Over the past several months, I have taken on the difficult task of writing a screen play. It is difficult for me because all my training and writing has been novels and the two genres are much different. When I reach a point of frustration, as I often do, I walk away from the computer, go to the television and tune into my additional frustration, and that is watching August Wilson’s Pulitzer Prize winning play, Fences as a movie. My frustration is with the main character, Troy, played by Denzel Washington (whom I feel did an excellent portrayal of the character). He is the reason I keep going back to this movie every time I want a break from my primary frustration. The problem is I really want to like Troy because he is a Black man as I am, and even though his struggles with this country occur years earlier than mine, they are similar. But that is where our commonality ends.

I am not sure exactly what Wilson was doing with this character, or if he even cared how we the viewer would feel about Troy. Before deciding to write about this very complicated character, I read a lot of reviews by critics and the most important people of all, those who also saw the movie. One fact that is undeniable, Troy causes an emotional response in people and maybe that was Wilson’s goal. If so, he succeeded. But then what type of emotion did the viewer get, and is that important? I feel that it is! And just as important is what kind of perception or image did he create in the minds of young Black boys and men who saw the movie?

Is it the image of a failed baseball player who never makes it to the major leagues because of racism? Is it the image of a man who brings his paycheck home to his wife every Friday, but then goes out and spends time with another woman because, as he suggests, he needs his space? Is it the image of a man who finds his joy in hanging out in the backyard, drinking gin with his friend and talking about his past escapades? How do you really measure the value of a man who brings a baby he is fathered by another woman, home to his wife of eighteen years and asks her to take on the role of mother? How insensitive is that, and are we supposed to find value in this man because life has thrown him too many curve balls that he just couldn’t hit? Is it the image of a man who berates his son and enters into a physical fight with him because he was responsible for him being in the world and he deserves more respect for that?

I am not sure which of the two frustrations I will manage to overcome, attempting to master the art of writing a screen script or finding some value and worth as a man in Troy. With any luck it will be the first one because, honestly, I don’t think I want to conquer the second one. Because if I do, I will find some value in a man who cheats on his wife, beats his son, and lacks the ability to know that he has made their lives miserable because of his own weaknesses and insecurities.

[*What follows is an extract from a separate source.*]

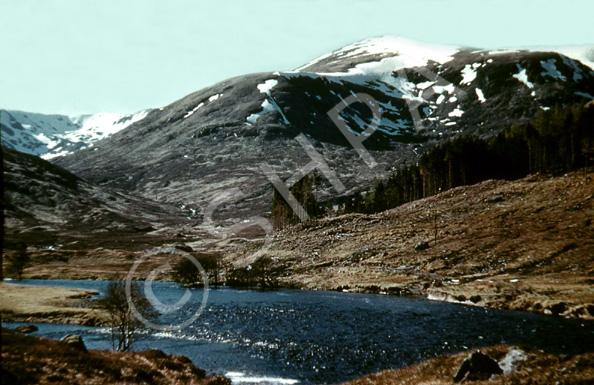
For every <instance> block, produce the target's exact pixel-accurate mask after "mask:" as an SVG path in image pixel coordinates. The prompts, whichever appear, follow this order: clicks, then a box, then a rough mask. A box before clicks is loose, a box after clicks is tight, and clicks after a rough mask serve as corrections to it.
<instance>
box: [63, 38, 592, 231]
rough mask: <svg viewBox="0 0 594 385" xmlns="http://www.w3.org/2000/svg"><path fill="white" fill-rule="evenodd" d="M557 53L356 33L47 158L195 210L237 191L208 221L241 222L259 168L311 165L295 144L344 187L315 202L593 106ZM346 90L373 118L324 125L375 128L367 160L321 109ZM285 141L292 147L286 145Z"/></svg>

In my attempt to assess what August Wilson was trying to accomplish by creating this very dysfunctional family, I must ask the question should fiction imitate life or should fiction influence life to make it better? The great Peruvian Nobel Prize winning author, Mario Vargas Llosa, in his creative writing work book, Letters to the Young Novelist, has written that the novelist looks at the world the way it is and then dreams of how it can be better, and that is how he or she should write. He also advises the young novelist that fiction is the window to view the soul of a people. Plays and films also fit into this category. Is Troy’s world what we aspire for our young, and when future generations view that movie will that be the impression they have of us back in the Twentieth and early years of the Twenty-first Centuries. As writers and hopefully, dreamers, do we owe them something much better than the image of Troy? If we don’t, why are we writing?

No doubt August Wilson was a very good playwright, but I also believe the story he tells in Fences is one that most Black people have lived and don’t necessarily need to be reminded of in plays and movies. We deserve something much more enlightening and therefore empowering as a people.


  1. I didnt see the movie but when it is mentioned in my earshot, I get a wave of different emotions from the people talking about it. I dont want to be reminded of a very bad time in black lives, but I dont want to forget how it was ether, fiction or not.

  2. The closest I can come to identifying with this post is remembering how I felt about James Earl Jones after seeing him in “The Great White Hope”. I know this boxer was not fictional, but I’m not sure if the movie was always factual. I do know that I hated James Earl Jones after seeing him beat his wife in the movie, even though I know he was playing a part. I did not hate Jake Jefferson, the boxer.. But James was so good in the part that he made me hate HIM. Was this the writer’s doing? Did he (or she) want the part played this way? Like there was simply no good in Jack Jefferson? Because I would not watch another James Earl Jones vehicle for a long time after watching this movie. Of course, I got over it. James is the Best.